Die "Nahrung" liegt neben uns, um uns her - sie ist verborgen in jedem kleinen und kleinsten Geschehen meines Alltages. Meister Eckehart sagt in einem seiner grundlegenden Worte: "Der Mensch muss lernen, die Dinge zu durchbrechen und seinen Gott darin zu ergreifen." Das heißt doch, dass meine eigentliche "Nahrung", das, was mein Leben immer mehr zur Fülle wachsen und reifen lässt, nämlich Gott selbst, in allem verborgen ist, was mir geschieht und begegnet. Diese Nahrung liegt bereit, aber aufstehen und essen muss ich selbst. Ich kann alles mir Begegnende ungenutzt an mir vorübergleiten lassen - und dann ist nichts an innerem Wachstum geschehen.
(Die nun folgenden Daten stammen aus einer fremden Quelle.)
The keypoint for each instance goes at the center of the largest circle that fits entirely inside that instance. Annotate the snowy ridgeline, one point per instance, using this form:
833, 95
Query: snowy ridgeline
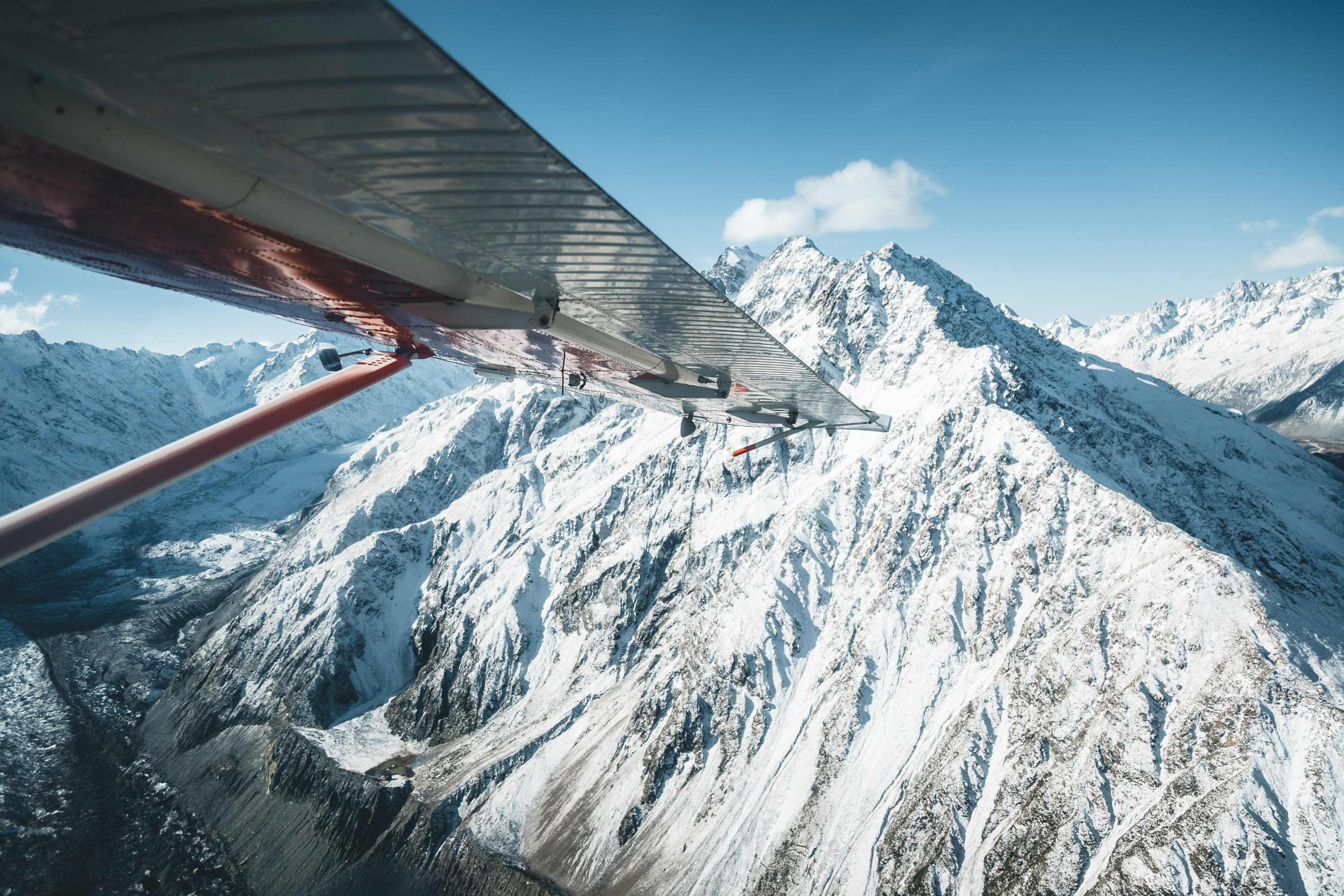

Aber ich kann auch immer neu etwas von dem, was mir begegnet, in mein inneres Leben integrieren, damit so umgehen, dass der verborgene Christus in mir etwas mehr Gestalt gewinnen kann - und so geschieht unbemerkt ein winziges Stück inneres Wachsen - so wenig zu registrieren, wie ich ohne Zeitraffer das Wachsen eines Blattes wahrnehmen kann, wenn ich es einige Minuten beobachte.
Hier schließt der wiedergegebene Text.